Vaccines can initiate genetic expression.

2. "Notably, the abnormal neurodevelopment occurs in never-vaccinated rodents as well as in children."

Yes the previous noted research shows -

"79% (11/14) of DS patients with SCN1A mutations had features which fit into the diagnostic criteria of autism spectrum disorder (ASD)."

That also "expresses" that 21% did not

"57% (8/14) had history of vaccination-induced seizures."

That also expresses that 43% did not ...

3. "The recent Nature paper that you mentioned clearly indicates that it is the mutation, and not vaccine-associated (febrile) seizure that is causative."

It is obvious that genes have more than one function ... that gene networks interact ... and that we do not fully understand the complete interactions.

We also do not know what interactions underlie why vaccines 'trigger' this particular gene.

ndavis

Could someone who attends Wakefield’s press conference please ask him a few questions?

(1) Since the parents of 11 of the 12 children that you discussed in your Lancet paper clearly indicated that they believed that receipt of MMR was associated with regression, why did you choose to include only 8 children in your analysis? Since omission of those 3 children from your calculation very dramatically reduced average interval between receipt of MMR to the calculated duration until the development of first signs, if you did not omit those children from your calculation in an attempt to skew your results, then why did you do it? Did you just forget?
(2) Why did you change the timing of onset of symptoms for several of the children between your August 1997 draft and the final draft of the paper that you submitted a few months later, if it was not in an attempt to reduce the average duration of the time between receipt of MMR and the onset of symptoms? Were those just inadvertent typographical errors, were you simply unable to keep track of the data for a dozen children, or was there some other explanation?
(3) When the senior clinician, Dr.
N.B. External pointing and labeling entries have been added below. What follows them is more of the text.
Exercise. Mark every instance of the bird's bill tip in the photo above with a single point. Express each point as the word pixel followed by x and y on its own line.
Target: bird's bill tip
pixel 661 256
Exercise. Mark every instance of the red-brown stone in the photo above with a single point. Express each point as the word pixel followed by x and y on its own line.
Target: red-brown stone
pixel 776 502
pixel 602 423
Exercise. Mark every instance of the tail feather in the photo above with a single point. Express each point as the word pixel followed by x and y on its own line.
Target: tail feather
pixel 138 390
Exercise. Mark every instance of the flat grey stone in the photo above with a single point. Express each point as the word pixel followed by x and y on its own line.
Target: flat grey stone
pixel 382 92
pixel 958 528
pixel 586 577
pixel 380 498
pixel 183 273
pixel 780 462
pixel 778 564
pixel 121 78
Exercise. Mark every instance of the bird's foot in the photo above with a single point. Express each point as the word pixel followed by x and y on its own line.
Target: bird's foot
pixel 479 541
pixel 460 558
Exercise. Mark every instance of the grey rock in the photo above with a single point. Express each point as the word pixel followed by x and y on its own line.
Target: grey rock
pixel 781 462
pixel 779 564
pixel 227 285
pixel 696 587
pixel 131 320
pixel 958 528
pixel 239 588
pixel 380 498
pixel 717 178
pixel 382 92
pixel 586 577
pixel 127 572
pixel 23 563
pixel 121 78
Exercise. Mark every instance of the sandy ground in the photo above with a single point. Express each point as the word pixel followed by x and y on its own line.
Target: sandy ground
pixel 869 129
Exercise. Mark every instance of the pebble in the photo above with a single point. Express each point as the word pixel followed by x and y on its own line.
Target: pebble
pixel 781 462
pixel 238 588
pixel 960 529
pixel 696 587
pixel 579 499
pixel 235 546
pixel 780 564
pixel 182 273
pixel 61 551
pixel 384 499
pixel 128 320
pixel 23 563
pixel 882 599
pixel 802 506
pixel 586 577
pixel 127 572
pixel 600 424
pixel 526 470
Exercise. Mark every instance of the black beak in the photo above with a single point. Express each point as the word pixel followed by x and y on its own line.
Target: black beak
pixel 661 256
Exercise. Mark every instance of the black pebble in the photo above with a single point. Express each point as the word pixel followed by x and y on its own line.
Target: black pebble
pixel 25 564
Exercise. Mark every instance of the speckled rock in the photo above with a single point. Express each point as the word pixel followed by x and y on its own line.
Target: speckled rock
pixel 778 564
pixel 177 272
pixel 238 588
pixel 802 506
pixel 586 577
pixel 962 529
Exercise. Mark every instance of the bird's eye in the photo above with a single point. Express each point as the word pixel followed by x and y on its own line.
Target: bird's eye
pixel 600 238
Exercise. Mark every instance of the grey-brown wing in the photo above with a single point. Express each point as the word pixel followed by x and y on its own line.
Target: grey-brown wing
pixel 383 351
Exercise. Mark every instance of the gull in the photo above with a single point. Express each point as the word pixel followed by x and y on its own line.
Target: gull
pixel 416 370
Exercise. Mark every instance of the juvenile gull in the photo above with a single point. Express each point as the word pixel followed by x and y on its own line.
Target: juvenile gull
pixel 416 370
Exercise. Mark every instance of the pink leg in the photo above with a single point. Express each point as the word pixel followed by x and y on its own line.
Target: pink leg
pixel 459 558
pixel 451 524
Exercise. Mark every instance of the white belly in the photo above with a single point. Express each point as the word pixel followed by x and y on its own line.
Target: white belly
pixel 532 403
Walker-Smith indicated in formal ward rounds that one the Lancet children was not to have a lumbar puncture or colonoscopy because neither procedure was clinically indicated, why did that child undergo both procedures, given that (a) although you did not have a clinical appointment and you did not have any pediatric qualification, you nevertheless ordered tests above your signature in the chart of that child, and (b) your research protocol specifically indicated that the vulnerable children should undergo potentially dangerous procedures such as lumbar puncture and colonoscopy only if they were clinically indicated?
(4) Since, according to the Royal College of Surgeons you have not paid your dues since 1996 and you are not a member, why do you think that you are not dishonest when you identify yourself in legal documents as a fellow of that college?